AI Implementation Models
There are three different implementation methods that an organization will take when deciding to implement AI into their organization.
- The first model is the “hub” model. The “hub” model, as the name suggests, focuses all AI and analytics systems into a central hub. A central hub for Artificial Intelligence is perfect when deploying new AI systems, as it provides a fully centralized team to handle every step of the implementation. A “hub” model should be gradually developed over time, as the task of developing such a large unit of the business would be very complicated and time consuming all at once.The way the “hub” model is set up is that the systems and teams involved in AI are in a centralized location, loaning out their experience to the different business units whenever necessary. The development of the hub should be driven by the different AI tasks that the organization has determined are needed within the company. This allows the hub to grow slowly over time, as opposed to all at once.

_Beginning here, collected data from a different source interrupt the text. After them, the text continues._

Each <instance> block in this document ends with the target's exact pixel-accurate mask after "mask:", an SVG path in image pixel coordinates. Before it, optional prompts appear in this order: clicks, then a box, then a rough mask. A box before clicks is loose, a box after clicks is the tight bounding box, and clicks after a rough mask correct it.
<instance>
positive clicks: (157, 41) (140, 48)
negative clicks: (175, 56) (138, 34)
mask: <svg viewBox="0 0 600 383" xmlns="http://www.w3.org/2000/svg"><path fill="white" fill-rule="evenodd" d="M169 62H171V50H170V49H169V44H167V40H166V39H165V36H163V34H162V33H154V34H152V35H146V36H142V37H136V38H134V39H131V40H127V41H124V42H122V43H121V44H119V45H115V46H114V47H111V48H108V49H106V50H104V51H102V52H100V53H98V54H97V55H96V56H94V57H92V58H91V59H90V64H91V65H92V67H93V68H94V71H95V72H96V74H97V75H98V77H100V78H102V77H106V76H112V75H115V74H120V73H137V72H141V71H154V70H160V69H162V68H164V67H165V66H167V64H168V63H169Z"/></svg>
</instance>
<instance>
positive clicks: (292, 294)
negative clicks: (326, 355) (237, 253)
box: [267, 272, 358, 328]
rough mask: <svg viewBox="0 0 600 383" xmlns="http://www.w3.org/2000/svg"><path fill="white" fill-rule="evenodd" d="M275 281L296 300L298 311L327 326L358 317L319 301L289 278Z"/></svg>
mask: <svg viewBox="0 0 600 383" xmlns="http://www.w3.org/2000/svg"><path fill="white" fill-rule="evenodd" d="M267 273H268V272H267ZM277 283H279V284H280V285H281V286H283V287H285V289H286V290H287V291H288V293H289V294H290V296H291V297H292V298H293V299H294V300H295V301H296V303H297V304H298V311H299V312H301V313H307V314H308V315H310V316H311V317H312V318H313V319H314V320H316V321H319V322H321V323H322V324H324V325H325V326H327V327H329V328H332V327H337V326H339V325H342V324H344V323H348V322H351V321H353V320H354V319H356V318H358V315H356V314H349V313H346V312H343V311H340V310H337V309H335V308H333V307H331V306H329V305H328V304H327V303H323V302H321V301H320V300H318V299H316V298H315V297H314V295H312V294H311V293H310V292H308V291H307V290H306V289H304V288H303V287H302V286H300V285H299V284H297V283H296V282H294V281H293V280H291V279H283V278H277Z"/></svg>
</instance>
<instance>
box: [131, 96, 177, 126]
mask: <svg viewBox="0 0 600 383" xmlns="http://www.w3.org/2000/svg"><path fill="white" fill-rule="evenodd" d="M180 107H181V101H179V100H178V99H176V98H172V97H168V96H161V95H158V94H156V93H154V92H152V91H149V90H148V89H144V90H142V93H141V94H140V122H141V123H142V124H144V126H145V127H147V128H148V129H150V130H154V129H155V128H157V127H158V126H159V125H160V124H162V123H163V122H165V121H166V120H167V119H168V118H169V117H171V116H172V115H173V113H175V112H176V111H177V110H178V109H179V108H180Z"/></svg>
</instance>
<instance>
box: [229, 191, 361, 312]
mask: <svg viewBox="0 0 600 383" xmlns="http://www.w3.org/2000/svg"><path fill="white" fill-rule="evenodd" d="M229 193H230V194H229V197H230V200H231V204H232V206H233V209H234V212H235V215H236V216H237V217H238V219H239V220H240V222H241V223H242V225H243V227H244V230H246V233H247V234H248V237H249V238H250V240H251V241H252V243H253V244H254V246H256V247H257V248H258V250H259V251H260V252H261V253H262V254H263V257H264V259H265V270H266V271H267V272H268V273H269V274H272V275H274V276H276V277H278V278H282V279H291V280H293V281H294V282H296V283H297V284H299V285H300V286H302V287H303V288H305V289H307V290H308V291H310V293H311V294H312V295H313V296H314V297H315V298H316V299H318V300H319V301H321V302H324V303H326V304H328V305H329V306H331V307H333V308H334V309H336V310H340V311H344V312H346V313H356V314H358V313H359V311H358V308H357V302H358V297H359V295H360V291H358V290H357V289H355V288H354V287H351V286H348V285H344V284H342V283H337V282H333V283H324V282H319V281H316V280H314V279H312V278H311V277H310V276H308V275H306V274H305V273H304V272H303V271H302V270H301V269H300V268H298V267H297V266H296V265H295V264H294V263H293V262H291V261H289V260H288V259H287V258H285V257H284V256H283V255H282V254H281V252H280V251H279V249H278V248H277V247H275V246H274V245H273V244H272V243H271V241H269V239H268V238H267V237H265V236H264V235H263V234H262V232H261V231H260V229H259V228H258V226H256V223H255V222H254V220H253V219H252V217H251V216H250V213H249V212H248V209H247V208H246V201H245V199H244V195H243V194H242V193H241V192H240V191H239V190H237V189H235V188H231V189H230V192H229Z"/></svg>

- Another implementation model of AI within an organization is the “spoke” model. This model is the opposite of the “hub” model, instead focusing on spreading the different AI team members and systems throughout the different business units of the company.This model offers the different business units the ability to have a support team on deck for any AI tools they have implemented into their section of the business. This also allows the different business units to develop their own AI tools and systems for their specific use, as opposed to deploying them organization-wide.
- The final model is a “hybrid” model, called a “hub-and-spoke” model. This takes the components of a “hub” model and the components of a “spoke” model and creates the ideal model. This method allows the central hub to handle a small handful of responsibilities with the AI team lead at the center.The spokes then work within the different departments to create business unit-specific tools that can help the business unit. The spokes focus on execution team oversight, adopting AI solutions, and performance tracking, while the hub deals with hiring for AI team members, performance management, and AI governance.
Ways of Using AI within your Organization
There are several different ways to use Artificial Intelligence within your organization that are simple to implement and don’t involve high costs. A centralized knowledge center is a great initial way to start using AI in your organization. Having a central knowledge base offers users the ability to quickly find and parse through documents relating to their questions, without having to use the time of an employee to answer the same questions over and over.
Like the centralized knowledge center, you can also setup an automated live chat, like a chatbot, that will answer questions for users. Additionally, you can integrate with popular applications, like Salesforce or Jira, and automate processes within those applications. This allows employees to save time and increase their productivity.